Dalla normativa di legge denunciata è stabilita l’inderogabilità in pejus (art. 6, secondo comma I. 142/2001, secondo cui, salve le competenze assembleari, attribuite dal primo comma, lett. d, e, f, di deliberazione di un piano di crisi aziendale o di un piano d’avviamento di nuova imprenditorialità: "il regolamento non può", a pena di nullità, "contenere disposizioni derogatorie in pejus rispetto ai trattamenti retributivi ed alle condizioni di lavoro previsti dai contratti collettivi nazionali di cui all'articolo 3") dei minimi previsti dalla contrattazione collettiva nazionale (art. 3, primo comma I. cit.: "Fermo restando quanto previsto dall'articolo 36 della legge 20 maggio 1970, n. 300, le società cooperative sono tenute a corrispondere al socio lavoratore un trattamento economico complessivo proporzionato alla quantità e qualità del lavoro prestato e comunque non inferiore ai minimi previsti per prestazioni analoghe, dalla contrattazione collettiva nazionale del settore o della categoria affine ... ").
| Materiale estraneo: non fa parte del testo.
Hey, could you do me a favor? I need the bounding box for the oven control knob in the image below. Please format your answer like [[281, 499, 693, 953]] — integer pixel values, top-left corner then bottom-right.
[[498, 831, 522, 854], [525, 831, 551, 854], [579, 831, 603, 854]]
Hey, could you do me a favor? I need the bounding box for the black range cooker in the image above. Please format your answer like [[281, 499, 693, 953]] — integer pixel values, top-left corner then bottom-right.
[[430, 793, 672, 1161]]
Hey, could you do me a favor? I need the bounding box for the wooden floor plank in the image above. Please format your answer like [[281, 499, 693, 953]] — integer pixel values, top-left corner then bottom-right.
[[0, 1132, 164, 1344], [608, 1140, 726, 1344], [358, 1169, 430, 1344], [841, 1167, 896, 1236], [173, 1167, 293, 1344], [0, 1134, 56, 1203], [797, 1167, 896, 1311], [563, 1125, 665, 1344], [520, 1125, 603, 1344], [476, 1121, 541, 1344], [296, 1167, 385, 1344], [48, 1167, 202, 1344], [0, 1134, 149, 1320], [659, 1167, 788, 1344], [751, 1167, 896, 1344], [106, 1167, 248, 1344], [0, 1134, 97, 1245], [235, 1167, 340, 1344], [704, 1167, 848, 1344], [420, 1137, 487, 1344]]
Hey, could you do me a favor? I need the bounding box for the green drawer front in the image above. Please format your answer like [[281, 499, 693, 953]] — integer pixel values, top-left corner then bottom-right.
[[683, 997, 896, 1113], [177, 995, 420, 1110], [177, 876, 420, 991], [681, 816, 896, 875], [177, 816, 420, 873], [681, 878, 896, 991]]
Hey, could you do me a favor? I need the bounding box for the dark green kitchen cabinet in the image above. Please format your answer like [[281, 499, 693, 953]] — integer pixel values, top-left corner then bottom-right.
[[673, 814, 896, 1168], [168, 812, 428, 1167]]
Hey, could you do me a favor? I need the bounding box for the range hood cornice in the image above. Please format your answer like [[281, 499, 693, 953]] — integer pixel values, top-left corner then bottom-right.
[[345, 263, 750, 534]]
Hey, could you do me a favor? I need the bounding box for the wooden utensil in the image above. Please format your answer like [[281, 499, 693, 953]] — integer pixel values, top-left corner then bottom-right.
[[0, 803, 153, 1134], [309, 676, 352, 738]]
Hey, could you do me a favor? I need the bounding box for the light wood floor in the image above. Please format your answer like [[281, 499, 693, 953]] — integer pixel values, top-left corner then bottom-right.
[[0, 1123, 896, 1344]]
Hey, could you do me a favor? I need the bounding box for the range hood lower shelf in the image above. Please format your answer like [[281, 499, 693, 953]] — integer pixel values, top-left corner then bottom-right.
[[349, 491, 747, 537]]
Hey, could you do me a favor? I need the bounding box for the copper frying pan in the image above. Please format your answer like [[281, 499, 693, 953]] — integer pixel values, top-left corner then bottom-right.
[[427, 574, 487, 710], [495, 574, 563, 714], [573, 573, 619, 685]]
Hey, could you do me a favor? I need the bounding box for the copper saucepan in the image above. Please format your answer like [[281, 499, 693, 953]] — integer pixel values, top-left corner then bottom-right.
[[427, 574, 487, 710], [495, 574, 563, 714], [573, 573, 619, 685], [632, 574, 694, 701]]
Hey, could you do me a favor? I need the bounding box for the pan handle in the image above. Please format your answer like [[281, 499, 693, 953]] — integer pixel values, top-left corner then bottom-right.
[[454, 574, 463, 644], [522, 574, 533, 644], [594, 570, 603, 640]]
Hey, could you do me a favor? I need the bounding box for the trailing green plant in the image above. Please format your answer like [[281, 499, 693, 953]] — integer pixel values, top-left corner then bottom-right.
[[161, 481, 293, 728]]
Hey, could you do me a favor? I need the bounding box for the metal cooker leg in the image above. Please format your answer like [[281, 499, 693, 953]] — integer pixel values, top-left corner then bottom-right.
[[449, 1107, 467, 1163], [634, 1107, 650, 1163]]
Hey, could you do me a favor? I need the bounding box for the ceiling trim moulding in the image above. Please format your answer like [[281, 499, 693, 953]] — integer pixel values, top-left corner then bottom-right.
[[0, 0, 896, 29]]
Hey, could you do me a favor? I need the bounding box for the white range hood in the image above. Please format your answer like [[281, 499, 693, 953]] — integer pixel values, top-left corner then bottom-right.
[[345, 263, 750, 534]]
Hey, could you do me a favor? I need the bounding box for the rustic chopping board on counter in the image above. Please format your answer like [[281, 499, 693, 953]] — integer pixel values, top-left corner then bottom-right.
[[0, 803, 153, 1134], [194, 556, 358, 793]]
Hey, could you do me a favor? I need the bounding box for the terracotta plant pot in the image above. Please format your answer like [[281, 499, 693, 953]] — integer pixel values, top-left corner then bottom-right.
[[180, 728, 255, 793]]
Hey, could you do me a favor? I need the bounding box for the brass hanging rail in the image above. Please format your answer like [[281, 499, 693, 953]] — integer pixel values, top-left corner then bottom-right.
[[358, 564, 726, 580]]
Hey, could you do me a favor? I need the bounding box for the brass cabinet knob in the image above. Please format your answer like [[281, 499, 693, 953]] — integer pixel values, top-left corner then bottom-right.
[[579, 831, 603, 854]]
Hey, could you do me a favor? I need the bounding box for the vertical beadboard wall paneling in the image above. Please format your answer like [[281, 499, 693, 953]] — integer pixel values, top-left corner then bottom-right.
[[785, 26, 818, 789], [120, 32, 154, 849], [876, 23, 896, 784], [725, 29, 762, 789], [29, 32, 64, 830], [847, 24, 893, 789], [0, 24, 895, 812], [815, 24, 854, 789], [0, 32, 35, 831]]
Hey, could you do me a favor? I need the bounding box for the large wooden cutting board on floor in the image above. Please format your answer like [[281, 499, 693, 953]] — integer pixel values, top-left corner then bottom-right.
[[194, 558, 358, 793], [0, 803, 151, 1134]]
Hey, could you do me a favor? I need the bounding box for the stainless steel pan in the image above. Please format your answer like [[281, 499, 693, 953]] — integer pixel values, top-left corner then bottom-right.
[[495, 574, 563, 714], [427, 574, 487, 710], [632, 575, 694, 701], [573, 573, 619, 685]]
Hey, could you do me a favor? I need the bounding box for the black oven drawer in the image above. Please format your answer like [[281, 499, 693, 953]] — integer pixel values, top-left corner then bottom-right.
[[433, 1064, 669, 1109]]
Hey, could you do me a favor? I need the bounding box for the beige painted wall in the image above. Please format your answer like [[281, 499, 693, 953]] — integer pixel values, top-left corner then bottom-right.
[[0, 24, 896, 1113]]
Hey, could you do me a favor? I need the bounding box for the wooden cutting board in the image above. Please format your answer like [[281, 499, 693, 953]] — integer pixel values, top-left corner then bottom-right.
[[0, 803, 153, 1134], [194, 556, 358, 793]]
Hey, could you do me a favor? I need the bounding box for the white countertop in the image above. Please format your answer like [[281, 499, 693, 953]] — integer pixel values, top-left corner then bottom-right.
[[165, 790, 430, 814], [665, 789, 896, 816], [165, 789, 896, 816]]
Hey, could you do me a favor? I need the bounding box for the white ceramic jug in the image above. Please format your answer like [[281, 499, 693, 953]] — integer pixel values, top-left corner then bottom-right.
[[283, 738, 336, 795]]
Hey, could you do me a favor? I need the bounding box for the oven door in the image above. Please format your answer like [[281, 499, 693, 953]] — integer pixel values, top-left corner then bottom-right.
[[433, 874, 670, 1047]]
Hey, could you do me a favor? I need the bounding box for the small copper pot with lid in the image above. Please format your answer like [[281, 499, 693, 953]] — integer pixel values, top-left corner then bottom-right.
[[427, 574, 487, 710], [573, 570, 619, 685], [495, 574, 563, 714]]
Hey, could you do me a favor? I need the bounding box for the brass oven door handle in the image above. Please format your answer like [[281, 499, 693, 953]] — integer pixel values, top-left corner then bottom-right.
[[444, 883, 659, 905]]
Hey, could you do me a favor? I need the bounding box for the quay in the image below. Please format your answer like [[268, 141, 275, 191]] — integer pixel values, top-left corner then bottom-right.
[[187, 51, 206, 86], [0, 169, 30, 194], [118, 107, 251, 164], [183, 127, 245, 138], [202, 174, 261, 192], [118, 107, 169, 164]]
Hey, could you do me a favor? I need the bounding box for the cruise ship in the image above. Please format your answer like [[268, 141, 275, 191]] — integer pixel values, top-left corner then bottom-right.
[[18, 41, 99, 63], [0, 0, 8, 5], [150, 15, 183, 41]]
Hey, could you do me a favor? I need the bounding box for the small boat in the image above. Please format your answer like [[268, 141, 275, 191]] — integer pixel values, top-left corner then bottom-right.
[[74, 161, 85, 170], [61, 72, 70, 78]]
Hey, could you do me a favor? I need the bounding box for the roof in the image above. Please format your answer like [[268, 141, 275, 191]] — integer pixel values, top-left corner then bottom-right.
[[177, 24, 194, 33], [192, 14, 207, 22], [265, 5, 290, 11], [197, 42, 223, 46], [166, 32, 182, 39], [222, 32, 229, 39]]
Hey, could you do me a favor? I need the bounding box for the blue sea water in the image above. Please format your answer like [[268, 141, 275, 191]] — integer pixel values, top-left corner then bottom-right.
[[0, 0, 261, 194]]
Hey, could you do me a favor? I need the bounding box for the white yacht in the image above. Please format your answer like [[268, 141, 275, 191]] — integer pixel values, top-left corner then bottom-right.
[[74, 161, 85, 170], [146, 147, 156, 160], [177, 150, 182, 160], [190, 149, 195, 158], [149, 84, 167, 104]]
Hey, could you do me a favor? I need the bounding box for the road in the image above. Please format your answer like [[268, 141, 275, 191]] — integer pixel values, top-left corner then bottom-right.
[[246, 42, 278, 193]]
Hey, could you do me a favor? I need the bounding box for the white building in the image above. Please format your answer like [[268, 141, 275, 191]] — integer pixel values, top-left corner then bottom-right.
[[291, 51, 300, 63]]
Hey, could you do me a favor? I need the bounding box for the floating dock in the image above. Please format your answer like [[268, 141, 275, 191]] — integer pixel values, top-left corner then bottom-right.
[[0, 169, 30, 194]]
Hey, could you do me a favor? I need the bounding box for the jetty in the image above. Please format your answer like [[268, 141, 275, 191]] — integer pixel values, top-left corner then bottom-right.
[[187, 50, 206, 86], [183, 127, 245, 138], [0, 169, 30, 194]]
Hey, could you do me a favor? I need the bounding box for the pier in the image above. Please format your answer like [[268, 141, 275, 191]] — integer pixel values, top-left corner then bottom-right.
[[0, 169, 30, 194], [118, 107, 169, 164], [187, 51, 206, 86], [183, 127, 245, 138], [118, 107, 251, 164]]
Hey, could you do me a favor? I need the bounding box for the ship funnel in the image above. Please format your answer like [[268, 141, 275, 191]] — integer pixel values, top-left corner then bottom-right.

E questa nel caso di specie è rappresentata dall'art. 74 CCNL 8 giugno 2000 e 26 maggio 2004, pure denunciato di violazione, secondo cui: "Gli elementi che concorrono a formare la retribuzione globale della lavoratrice e del lavoratore sono i seguenti: minimo contrattuale conglobato; scatti d'anzianità; elemento retributivo territoriale di cui all'art. 10 punto 2; ogni altro elemento retributivo corrisposto alla lavoratrice o al lavoratore. Per determinare la paga oraria dei singoli elementi del trattamento economico globale assunti a base di calcolo per i vari istituti contrattuali, si divide l'importo mensile degli elementi stessi per 165 per un orario contrattuale di lavoro di 38 ore settimanali". Sicché al socio lavoratore subordinato spetta la corresponsione di un trattamento economico complessivo (ossia concernente la retribuzione base e le altre voci retributive) comunque non inferiore ai minimi previsti, per prestazioni analoghe, dalla contrattazione collettiva nazionale del settore o della categoria affine (Cass. 28 agosto 2013, n. 19832; Cass. 4 agosto 2014, n. 17583).

Ed allora, la clausola del contratto di lavoro stipulato tra la parti (per la quale "l'orario di lavoro sarà in base alle esigenze dei Clienti, o come richiesto dalle Gare d'Appalto, e potrà essere modificato per esigenze aziendali") non può essere intesa, in contrasto con la normativa illustrata, nel senso peggiorativo della previsione contrattuale collettiva, come invece erroneamente dalla Corte territoriale (per le ragioni illustrate a pgg. 10 e 11 della sentenza): con la conseguenza dell'obbligo di riconoscimento da E.A. s.c.a.r.l., di un trattamento economico complessivo (concernente la retribuzione base e le altre voci retributive) a E.P. ed E.V. non inferiore ai minimi suindicati.

Le superiori argomentazioni assorbono ogni altro motivo di doglianza, compreso il quinto (violazione e falsa applicazione degli artt. 1463, 1464 c.c., per illegittimità della previsione contrattuale di modificabilità dell'orario lavorativo per esigenze aziendali), in riferimento alla costituzione in mora credendi dell'imprenditore per una modificazione (sospensiva) unilaterale della prestazione lavorativa per eventi riconducibili alla sua gestione, comportante la conservazione al lavoratore del diritto alla retribuzione (Cass. 16 aprile 2004, n. 7300).

Da esse discende coerente l'inammissibilità del primo motivo di ricorso e l'accoglimento del secondo e del terzo congiuntamente esaminati (assorbiti gli altri), con la cassazione della sentenza impugnata in relazione ai motivi accolti e rinvio, anche per la regolazione delle spese del giudizio di legittimità, alla Corte d'appello di Torino in diversa composizione.

 

P.Q.M.

 

Dichiara inammissibile il primo motivo di ricorso; accoglie il secondo e il terzo, assorbiti gli altri; cassa la sentenza impugnata in relazione ai motivi accolti e rinvia, anche per la regolazione delle spese del giudizio di legittimità, alla Corte d'appello di Torino in diversa composizione.